During an interview with the college president, Jody Lewen, she explained why they decided to become independent. The designation was granted after the Western Association of Schools and Colleges reviewed their programs and determined that they met specific educational standards.
“So, we are now an independently accredited liberal arts college. As far as we know, Mount Tamalpais College is a first and only fully credited independent college with a main campus inside the state prison,” she explains.
The Benefits of Independence
When they initially pursued accreditation, the goal was to become an independent institution free from the whims of another college. They wanted to have more control and not feel the ups and downs of a parent-school.
As they embarked on the process, the many advantages of becoming autonomous and independently accredited became more apparent.
In particular, they see now that the community of higher education institutions can recognize and value what they are doing for the lives of the inmates, bringing learning that could change their lives.
Jesse Vasquez, a formerly incarcerated Mount Tamalpais student, mentions how the rehabilitation he experienced during the classes impacted his stay.
“Rehabilitation does make a difference in the culture of the prison and also on the mindsets of the people incarcerated in these institutions.” Jesse Vasquez
“I think now, having one accepted accredited college, all of a sudden more people might be more open to the idea of […] ‘Hey, why if we try this revolutionary idea somewhere else?’ So I think the future looks hopeful for higher education in prisons.”
Building Better Futures for Inmates
Incarcerated individuals who receive education during their sentence are more likely to live better lives outside. The chances of them returning to prison are also reduced. That’s one of the main goals of Mount Tamalpais Community College.
Bonaru Richardson, another formerly incarcerated person who now studies in the college, mentions how their independence can serve as an example for other state prisons.
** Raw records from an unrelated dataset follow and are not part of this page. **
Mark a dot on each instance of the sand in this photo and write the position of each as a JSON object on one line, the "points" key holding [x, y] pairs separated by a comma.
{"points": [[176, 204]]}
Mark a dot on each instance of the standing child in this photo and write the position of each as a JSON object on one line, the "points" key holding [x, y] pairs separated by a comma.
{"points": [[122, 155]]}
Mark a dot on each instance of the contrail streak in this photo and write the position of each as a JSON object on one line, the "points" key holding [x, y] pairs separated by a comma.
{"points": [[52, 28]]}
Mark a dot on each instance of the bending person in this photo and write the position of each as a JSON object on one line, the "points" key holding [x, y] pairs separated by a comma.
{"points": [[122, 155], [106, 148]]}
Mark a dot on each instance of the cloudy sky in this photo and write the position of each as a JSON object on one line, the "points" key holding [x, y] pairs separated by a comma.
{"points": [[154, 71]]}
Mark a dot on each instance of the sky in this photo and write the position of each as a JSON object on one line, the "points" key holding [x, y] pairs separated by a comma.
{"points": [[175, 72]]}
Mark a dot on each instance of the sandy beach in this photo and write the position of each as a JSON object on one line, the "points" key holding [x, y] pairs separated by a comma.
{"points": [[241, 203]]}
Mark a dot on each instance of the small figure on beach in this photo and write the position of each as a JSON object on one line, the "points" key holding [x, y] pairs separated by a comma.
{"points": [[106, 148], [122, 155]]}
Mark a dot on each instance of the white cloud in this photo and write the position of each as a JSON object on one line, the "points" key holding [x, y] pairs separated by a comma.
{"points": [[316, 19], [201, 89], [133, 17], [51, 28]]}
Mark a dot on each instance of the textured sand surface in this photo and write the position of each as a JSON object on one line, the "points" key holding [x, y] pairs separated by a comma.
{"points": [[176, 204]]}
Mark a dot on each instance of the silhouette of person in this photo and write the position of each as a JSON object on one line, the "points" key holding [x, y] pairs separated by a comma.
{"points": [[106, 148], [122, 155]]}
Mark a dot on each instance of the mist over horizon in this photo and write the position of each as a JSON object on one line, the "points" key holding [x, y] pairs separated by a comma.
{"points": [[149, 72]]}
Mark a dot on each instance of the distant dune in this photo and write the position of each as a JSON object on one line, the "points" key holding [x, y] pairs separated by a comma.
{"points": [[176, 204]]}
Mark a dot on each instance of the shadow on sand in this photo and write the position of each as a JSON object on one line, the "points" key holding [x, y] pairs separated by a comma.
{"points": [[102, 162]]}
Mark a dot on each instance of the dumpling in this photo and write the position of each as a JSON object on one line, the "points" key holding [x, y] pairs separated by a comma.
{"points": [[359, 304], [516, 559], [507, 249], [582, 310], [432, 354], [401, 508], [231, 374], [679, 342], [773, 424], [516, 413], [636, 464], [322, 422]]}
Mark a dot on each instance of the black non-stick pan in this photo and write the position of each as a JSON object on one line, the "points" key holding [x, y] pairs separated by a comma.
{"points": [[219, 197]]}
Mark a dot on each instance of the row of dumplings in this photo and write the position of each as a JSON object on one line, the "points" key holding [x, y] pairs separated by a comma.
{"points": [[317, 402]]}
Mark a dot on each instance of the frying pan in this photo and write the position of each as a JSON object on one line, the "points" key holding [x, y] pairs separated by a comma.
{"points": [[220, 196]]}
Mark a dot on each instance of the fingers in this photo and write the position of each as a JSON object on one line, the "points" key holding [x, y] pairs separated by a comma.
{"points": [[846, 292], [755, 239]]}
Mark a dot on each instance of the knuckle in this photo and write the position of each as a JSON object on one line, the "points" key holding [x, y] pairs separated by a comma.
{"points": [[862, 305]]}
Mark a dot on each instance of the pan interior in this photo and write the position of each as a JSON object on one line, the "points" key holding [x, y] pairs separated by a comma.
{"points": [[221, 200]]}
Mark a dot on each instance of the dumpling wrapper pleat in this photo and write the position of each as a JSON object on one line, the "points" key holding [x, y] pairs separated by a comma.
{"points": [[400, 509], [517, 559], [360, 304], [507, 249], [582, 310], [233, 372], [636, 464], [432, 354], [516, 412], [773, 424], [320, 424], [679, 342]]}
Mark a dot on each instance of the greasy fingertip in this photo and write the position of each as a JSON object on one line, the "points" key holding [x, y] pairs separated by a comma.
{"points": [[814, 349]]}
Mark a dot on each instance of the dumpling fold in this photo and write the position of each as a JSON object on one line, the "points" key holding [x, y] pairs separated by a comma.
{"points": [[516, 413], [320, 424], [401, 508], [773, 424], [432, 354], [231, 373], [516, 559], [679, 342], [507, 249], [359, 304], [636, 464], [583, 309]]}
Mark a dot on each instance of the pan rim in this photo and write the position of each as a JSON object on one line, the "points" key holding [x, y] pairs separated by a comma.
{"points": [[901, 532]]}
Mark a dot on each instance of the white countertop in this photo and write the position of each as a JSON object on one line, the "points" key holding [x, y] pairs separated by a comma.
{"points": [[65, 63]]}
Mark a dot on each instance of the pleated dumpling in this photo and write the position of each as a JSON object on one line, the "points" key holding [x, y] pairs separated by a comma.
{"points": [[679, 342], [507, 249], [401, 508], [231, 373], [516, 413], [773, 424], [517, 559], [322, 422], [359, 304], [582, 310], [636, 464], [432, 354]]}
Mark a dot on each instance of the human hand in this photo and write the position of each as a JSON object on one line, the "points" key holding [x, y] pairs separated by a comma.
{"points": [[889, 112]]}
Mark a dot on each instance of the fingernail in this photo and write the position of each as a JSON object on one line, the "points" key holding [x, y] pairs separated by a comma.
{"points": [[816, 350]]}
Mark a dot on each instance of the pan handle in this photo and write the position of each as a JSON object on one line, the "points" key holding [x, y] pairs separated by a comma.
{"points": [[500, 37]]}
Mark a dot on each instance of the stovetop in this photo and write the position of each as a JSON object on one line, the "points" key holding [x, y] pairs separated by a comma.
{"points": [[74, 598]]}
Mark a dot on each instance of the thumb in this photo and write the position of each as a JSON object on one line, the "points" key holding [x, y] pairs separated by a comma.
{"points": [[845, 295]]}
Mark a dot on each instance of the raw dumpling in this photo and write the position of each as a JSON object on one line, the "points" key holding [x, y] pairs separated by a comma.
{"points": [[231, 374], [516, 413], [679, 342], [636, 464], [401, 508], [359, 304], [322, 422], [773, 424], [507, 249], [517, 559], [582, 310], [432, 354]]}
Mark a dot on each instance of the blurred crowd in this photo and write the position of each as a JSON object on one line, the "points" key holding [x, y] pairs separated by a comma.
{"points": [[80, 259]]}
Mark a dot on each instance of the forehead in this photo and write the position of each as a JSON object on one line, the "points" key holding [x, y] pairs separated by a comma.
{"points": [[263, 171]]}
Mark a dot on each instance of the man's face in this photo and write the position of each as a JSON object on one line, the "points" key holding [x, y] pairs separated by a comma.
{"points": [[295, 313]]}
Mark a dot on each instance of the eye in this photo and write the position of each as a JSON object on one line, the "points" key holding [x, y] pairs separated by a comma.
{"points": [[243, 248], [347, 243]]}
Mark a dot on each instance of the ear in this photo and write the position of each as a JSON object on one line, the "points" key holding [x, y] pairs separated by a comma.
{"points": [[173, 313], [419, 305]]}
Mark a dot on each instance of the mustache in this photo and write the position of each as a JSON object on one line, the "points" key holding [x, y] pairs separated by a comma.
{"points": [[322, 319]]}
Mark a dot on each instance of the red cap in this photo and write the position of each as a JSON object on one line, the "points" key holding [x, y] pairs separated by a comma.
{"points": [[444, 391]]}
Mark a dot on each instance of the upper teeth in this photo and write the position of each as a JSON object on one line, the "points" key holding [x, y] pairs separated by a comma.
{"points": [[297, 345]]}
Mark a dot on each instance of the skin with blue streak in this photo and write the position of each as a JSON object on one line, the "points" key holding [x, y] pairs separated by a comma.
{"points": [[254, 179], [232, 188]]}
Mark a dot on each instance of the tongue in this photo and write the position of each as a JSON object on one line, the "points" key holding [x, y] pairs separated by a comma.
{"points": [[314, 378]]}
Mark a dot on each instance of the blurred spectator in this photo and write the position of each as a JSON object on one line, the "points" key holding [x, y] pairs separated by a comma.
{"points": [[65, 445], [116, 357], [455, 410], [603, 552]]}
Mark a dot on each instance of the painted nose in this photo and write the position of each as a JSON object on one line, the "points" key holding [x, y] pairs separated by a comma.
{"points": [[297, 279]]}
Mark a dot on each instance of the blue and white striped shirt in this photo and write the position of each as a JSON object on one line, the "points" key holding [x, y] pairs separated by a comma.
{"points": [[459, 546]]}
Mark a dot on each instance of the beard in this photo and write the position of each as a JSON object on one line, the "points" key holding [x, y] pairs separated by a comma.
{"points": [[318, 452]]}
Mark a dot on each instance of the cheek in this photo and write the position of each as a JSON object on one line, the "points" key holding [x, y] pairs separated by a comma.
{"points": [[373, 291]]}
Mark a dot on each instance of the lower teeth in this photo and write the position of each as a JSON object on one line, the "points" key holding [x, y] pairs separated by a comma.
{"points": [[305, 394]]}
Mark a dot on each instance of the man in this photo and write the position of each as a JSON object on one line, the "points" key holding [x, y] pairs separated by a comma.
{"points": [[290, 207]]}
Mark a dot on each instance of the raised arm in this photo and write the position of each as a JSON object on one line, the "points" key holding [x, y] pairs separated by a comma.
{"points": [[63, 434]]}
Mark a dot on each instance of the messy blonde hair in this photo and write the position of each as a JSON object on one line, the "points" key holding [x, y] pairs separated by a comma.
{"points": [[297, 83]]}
“It shines a brighter light on what Mount Tamalpais is doing inside of this prison system because, for the most part, people didn’t really look at it on a big stage like that, right? They didn’t think that the individual inside the prison was getting a quality education when we’re actually […] getting top-of-the-line education. They’re not just giving you an education, they’re giving you hope. You know, they’re giving these individuals up in here hope […] in a place [that’s] basically hopeless.”